Le fasi cruciali della storia dell'alpinismo dolomitico non si sono svolte solo a Cortina, San Martino, Sesto, ma anche in valle del Boite, da San Vito a Borca, a Vodo e a Valle. 
La storia inizia con la salita ufficiale del Pelmo ad opera di John Ball. Figura di spicco del mondo alpinistico europeo, il dublinese (1818-1889) presiedette per primo l'Alpine Club, fondato a Londra nel 1857; nello stesso anno, nel corso di uno dei suoi svariati viaggi in Italia, volle visitare le Dolomiti, e transitando lungo la valle del Boite rimase ammaliato dal baluardo del Pelmo, che giganteggia tra il Cadore e Zoldo. 

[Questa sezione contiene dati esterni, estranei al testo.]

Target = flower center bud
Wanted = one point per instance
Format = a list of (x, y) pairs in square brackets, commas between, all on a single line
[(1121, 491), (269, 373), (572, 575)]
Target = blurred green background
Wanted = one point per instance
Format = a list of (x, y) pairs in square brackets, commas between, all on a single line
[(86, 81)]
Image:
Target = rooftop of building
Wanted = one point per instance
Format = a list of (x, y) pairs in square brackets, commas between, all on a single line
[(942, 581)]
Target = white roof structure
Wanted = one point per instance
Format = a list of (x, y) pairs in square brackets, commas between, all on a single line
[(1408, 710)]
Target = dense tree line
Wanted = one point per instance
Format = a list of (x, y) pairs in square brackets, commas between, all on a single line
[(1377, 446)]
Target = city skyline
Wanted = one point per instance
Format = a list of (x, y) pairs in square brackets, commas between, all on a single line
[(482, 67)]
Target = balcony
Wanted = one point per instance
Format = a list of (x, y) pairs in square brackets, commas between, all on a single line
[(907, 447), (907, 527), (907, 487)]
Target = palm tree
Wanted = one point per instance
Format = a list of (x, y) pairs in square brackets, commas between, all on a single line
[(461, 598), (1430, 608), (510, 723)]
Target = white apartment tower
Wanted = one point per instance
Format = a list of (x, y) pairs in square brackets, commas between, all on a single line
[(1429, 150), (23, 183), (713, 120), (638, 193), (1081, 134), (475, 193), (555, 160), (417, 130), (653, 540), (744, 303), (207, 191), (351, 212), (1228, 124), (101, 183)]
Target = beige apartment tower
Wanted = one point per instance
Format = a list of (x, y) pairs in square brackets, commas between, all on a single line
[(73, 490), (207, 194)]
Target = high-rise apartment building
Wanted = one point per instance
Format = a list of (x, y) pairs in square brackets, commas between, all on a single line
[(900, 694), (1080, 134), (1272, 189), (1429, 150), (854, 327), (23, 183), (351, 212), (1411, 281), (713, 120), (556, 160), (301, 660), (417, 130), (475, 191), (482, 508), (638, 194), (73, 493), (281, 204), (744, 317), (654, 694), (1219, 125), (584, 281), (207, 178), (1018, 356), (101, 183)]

Nella descrizione della prima salita, uscita un decennio dopo l'impresa in "A Guide to Eastern Alps", l'alpinista lo definì "...una gigantesca fortezza della più massiccia architettura, non intagliato in minareti e pinnacoli...
Il Pelmo dalla valle del Boite
(foto di Angelo Roilo)
In valle del Boite, Ball conobbe il cacciatore Giovanni Battista Giacin detto Sgrinfa, nobile figura dell’alpinismo locale, che gli propose di salire la vetta. All'epoca, i cacciatori di camosci erano i più pratici di cenge, forcelle e valloni, che risalivano sulle orme degli animali fin sulle vette, e furono i protagonisti del primo alpinismo, anche in Cadore. 

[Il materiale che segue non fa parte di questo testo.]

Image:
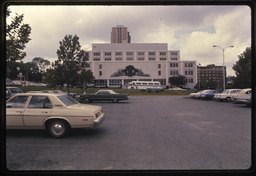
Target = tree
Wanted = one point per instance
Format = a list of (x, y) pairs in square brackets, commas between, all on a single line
[(17, 36), (30, 71), (41, 63), (178, 80), (66, 70), (243, 70)]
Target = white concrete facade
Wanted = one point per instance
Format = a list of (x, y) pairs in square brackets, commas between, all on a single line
[(117, 64)]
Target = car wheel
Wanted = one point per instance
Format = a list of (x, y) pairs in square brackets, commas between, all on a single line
[(228, 99), (87, 100), (115, 101), (58, 128)]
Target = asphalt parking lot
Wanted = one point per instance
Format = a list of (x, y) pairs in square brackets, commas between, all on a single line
[(143, 133)]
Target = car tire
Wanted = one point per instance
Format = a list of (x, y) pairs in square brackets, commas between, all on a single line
[(228, 99), (115, 101), (58, 128)]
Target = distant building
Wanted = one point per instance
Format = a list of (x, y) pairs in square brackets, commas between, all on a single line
[(210, 76), (120, 34), (116, 64)]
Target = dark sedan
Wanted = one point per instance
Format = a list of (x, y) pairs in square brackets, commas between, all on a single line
[(209, 94), (103, 95)]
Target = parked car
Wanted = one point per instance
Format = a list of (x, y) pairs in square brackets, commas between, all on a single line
[(208, 95), (226, 95), (103, 95), (242, 92), (57, 113), (175, 88), (243, 99), (196, 95), (73, 95), (155, 88), (11, 91)]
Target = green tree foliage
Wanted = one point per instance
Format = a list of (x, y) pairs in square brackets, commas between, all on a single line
[(68, 69), (41, 63), (17, 36), (30, 71), (178, 80), (243, 70)]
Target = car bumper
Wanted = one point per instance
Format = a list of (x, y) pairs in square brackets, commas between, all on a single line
[(99, 121)]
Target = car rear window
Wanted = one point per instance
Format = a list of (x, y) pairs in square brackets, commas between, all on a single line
[(67, 100)]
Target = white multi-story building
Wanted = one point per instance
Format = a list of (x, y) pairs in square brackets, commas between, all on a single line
[(116, 64)]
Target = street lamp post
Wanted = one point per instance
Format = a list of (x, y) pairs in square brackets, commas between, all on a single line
[(199, 76), (223, 50)]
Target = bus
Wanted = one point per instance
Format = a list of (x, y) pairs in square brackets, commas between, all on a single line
[(144, 85)]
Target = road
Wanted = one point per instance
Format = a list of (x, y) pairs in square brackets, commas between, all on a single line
[(144, 133)]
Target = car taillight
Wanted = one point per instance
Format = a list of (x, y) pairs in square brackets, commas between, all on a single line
[(97, 114)]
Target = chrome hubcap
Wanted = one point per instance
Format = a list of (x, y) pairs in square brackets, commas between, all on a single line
[(57, 128)]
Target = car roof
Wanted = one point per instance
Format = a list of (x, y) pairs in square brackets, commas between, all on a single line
[(40, 94)]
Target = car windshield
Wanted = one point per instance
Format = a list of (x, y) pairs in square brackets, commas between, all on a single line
[(67, 100), (15, 90)]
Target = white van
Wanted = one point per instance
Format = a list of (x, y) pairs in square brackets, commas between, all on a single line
[(144, 85)]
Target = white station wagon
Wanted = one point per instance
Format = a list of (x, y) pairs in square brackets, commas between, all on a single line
[(57, 113)]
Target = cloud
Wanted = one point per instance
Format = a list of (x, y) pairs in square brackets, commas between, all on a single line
[(191, 29)]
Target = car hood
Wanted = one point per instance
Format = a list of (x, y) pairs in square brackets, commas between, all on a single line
[(92, 108)]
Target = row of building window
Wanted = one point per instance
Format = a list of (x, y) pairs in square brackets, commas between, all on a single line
[(131, 58), (173, 72), (140, 53)]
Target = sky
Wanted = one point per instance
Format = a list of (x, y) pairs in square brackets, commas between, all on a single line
[(191, 29)]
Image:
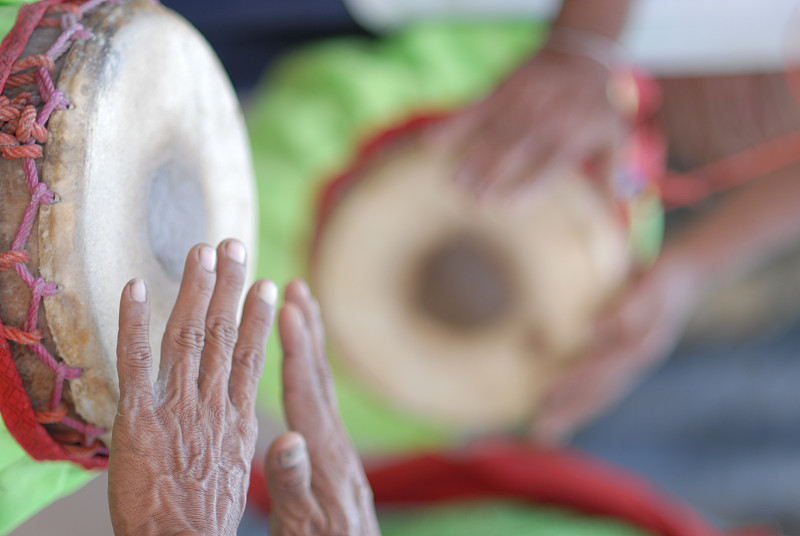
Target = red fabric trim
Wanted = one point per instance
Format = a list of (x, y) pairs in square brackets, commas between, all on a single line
[(506, 470), (20, 419), (14, 43), (645, 151)]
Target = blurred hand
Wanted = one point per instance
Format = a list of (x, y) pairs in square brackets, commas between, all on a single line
[(631, 337), (182, 447), (315, 479), (553, 111)]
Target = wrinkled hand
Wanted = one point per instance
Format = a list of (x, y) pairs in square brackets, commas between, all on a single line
[(552, 112), (315, 478), (633, 336), (182, 446)]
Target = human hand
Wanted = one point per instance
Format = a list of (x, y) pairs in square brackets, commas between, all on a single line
[(631, 337), (182, 447), (315, 479), (552, 112)]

Il 19 settembre 1857 Ball affrontò quindi il Pelmo con Giacin che però, risalito il nevaio finale, cedette per chissà quali paure. Il dublinese proseguì da solo, facendosi strada fra rocce che avevano già dissuaso dalla salita altri alpinisti, e la sua via è rimasta quella normale. Al suo nome rimane intestata la cengia orizzontale ed in parte esposta, che permette di accedere alla cima senza eccessive difficoltà.
Il 6 settembre 1863 toccò a Paul Grohmann. Il viennese sapeva già dell’impresa di Ball, e dovette "accontentarsi" di salire sul Pelmo per secondo e lungo una via diversa. Con le guide ampezzane Francesco e Alessandro Lacedelli da Meleres e i cacciatori di Pescul Melchiorre e Luigi Zuliani, trovò un nuovo accesso risalendo il canalone della Fissura, tra Pelmo e Pelmetto. Nonostante la sua via, come scrisse nel 1877, presenti “…soltanto un breve tratto esposto, ma nessun’altra difficoltà“, essa non riscosse mai il successo di quella di Ball. La prima donna a salire sul Pelmo fu anch'essa britannica: il 22 agosto 1870, infatti, Selina Matilda Fox percorse la via Ball con guide di San Vito.
Nebbie invernali verso il Pelmo
(foto di Bortolo De Vido +)
Prima di infrangere in solitaria il 3° grado di difficoltà sulla piccola Torre dei Sabbioni nell'agosto 1877, Luigi Cesaletti, storica guida di San Vito, aveva scoperto con Giovanni Battista Giacin una terza via sul Pelmo, che l'etimologia popolare ha definito Caregon del Padreterno per la somiglianza ad un "seggiolone" del circo sommitale, osservato dalla Valle del Boite.
Nel 1892 la nascita dell Rifugio Venezia, uno dei primi ricoveri sul versante "italiano" delle Dolomiti, rese di gran moda la via di Ball. Dopo la prima invernale del Pelmo (Tenente Pietro Paoletti di Venezia, guide Cesaletti e Giovanni Battista Zanucco di San Vito, 18 febbraio 1882), nel 1896 il medico Francesco Spada (guide Angelo Panciera di Zoldo e Clemente Callegari di Caprile) vinse il Pelmetto, fratello minore del "Caregon".
Dopo altre importanti salite sulle sue pareti, nel 1924, gli austriaci Felix Simon e Roland Rossi riuscirono a violare la parete nord del Pelmo, che all'epoca fu valutata al limite inferiore del 6° grado. La montagna iniziò a rivelare man mano i suoi segreti: nel 1954 gli Scoiattoli di Cortina tracciarono su un torrione secondario il primo 6° grado superiore della zona, nel 1991 il ricercatore di Pescul Vittorino Cazzetta trovò impronte fossili di dinosauro sotto il Pelmetto e nel 1994 speleologi vicentini scoprirono grotte carsiche profonde oltre 300 metri, che il nevaio sommitale, oggi scomparso, aveva nascosto per millenni.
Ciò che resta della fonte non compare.